David Dollar, a senior fellow at the John L. Thornton China Center of the Brookings Institution, pointed out the volatility of US President Donald Trump's attitude toward China.

"This volatility gives new meaning to 'ping-pong diplomacy'," he told China Daily on Monday. "The attitude of the US administration is likely to ping-pong back and forth between hostility and friendship."

In an article posted on the Brookings website on Aug 3, Dollar and his colleague Ryan Hass pointed out that the Trump strategy appears to rest on two assumptions about US leverage over China.

The Trump administration assumes that China is highly dependent on the US export market to sustain its economic expansion. But in reality, China's exports to the US account for less than 5 percent of China's GDP, and roughly 3 percent when only value added is measured, according to the article.

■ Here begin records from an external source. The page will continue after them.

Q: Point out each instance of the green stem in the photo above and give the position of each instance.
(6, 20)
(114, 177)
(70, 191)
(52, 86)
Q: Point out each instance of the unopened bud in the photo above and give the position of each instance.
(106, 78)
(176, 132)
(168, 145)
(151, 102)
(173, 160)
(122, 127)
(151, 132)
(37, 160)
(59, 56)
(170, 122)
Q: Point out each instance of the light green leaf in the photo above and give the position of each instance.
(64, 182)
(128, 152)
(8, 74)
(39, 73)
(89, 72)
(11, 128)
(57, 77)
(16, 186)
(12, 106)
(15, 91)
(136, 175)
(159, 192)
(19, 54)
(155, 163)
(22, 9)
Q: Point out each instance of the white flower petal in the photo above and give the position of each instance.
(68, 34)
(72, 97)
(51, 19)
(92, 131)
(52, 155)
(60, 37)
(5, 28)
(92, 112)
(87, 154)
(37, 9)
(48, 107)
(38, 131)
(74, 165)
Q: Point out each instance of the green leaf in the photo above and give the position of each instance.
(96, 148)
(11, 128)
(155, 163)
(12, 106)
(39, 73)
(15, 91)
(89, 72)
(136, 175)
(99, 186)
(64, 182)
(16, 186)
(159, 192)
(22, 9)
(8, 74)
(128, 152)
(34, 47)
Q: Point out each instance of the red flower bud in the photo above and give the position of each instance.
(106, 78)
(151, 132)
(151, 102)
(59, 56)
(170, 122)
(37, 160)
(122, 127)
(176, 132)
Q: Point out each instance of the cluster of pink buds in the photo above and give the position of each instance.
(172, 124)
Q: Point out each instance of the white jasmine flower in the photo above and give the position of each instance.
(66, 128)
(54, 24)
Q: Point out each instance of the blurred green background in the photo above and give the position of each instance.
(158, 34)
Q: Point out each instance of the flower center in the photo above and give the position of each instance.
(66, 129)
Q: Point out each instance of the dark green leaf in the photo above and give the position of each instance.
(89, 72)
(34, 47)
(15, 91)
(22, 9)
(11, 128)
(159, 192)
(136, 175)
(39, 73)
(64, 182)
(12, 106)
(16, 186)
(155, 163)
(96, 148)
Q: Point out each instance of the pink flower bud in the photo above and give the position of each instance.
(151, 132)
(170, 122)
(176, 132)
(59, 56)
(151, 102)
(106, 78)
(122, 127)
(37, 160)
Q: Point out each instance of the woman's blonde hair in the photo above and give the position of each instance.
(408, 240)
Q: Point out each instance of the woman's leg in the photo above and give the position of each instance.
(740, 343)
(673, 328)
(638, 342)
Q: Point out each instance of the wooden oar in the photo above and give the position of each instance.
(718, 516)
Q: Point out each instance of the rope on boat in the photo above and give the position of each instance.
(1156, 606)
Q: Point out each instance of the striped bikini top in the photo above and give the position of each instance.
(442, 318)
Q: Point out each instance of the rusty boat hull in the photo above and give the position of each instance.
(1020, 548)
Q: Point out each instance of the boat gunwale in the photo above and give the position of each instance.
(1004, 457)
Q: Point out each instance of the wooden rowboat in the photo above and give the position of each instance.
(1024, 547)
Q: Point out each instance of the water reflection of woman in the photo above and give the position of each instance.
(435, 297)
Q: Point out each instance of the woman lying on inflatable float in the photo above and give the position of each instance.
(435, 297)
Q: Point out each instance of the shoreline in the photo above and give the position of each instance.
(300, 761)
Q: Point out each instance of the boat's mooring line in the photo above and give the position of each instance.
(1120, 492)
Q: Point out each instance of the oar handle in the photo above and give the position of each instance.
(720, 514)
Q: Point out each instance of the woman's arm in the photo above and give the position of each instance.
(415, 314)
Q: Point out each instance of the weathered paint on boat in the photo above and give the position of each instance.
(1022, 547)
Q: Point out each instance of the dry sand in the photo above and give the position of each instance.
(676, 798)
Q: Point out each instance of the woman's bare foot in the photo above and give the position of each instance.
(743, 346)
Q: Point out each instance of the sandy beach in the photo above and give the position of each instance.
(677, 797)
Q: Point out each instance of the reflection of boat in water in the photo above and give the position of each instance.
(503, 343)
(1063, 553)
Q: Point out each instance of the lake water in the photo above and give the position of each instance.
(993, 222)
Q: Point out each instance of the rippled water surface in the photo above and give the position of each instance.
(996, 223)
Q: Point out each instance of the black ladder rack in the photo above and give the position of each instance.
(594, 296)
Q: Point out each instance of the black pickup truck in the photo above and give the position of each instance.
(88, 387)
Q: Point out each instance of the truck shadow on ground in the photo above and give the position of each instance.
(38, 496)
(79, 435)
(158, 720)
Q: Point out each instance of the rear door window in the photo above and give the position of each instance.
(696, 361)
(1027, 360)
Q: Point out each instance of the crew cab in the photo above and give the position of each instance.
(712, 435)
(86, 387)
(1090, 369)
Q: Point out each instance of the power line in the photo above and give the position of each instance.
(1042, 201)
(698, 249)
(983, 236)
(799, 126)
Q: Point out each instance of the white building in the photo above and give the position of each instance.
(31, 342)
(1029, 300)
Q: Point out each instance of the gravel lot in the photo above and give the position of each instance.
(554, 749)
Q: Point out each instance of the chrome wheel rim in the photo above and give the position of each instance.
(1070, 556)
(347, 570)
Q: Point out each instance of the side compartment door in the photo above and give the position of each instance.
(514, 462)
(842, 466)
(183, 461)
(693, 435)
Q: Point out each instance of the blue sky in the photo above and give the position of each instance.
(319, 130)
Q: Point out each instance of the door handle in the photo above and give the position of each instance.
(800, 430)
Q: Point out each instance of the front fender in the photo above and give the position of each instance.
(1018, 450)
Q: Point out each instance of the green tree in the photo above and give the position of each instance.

They also believe that while the Trump administration assumes that the Chinese need stability in the US-China relationship, it seems that there are limits to the price China is willing to pay for the appearance of stable US-China relations, and the limits appear to be below Washington's expectations.

Dollar and Hass, both of whom served in the Obama administration, also stressed that a protectionist policy would hurt the US economy as much as China's.